Cada estatua, meticulosamente esculpida y realista, se alzaba a más de diez metros de altura con las fauces abiertas y las garras extendidas, como si estuvieran a punto de elevarse hacia el cielo.
—¿Quién va ahí?
—cuando Shi Feng se acercaba a la mansión, uno de los cuatro Guardias de Armadura Dorada apostados en la puerta de repente desenvainó su Sable Dorado y apuntó su punta hacia Shi Feng, desafiándolo.
—Díganle a Long Chen que he llegado —dijo Shi Feng, mirando hacia el Guardia de Armadura Dorada.
—¡Cómo te atreves!
—los cuatro Guardias de Armadura Dorada gritaron al unísono, desenvainando sus sables—.
¡Swish swish swish!
—los otros tres guardias también desenvainaron sus sables y colectivamente los apuntaron hacia Shi Feng, uno de ellos gritando:
— ¡Cómo te atreves a llamar a nuestro maestro por su nombre!
¡Qué falta de respeto!
¡Fuera!
Nuestro maestro no es alguien a quien ustedes, gente común, puedan simplemente pedir ver.
—¿Qué?
¿Ni siquiera permitirán una reunión?
Parece que hoy en día los perros son más atrevidos que sus amos —replicó Shi Feng fríamente.

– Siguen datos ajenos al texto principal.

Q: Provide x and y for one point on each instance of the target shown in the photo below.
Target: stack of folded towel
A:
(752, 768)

—¡Estás buscando la muerte!
—el Guardia de Armadura Dorada que había hablado anteriormente gritó, saltando desde los escalones frente a la mansión y levantando su sable en alto.
Mientras se movía, una franja de diez metros de largo de Energía de Espada dorada se extendió desde la hoja, estrellándose furiosamente hacia Shi Feng.
—¡Boom!
—un fuerte estruendo siguió, luego el polvo llenó el aire.

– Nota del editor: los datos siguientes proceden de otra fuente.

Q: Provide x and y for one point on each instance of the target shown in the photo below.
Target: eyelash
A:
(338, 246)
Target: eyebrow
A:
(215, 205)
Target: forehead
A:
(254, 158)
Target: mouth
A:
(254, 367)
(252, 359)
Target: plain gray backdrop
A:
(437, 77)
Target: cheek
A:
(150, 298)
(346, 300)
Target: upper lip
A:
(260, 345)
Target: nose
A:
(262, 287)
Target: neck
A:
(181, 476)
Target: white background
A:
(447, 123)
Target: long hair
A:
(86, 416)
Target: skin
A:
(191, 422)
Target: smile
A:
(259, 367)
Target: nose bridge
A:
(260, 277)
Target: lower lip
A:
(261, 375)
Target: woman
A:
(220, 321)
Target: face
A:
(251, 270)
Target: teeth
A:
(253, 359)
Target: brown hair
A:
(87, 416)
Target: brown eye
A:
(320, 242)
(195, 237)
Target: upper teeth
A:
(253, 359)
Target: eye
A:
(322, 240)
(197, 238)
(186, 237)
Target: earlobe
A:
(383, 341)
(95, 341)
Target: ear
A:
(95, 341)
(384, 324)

Después del golpe, el Guardia de Armadura Dorada envainó su espada, convencido de que Shi Feng había sido alcanzado por la Energía de Espada y ahora yacía envuelto por ella dentro del espeso polvo.
Pero de repente, los otros tres Guardias de Armadura Dorada vieron a su compañero que acababa de envainar su espada siendo levantado.
El joven, que debería haber estado tirado en el polvo tragado por la Energía de Espada dorada, apareció como un fantasma, de pie frente a su compañero, agarrándolo por el cuello y levantándolo en el aire.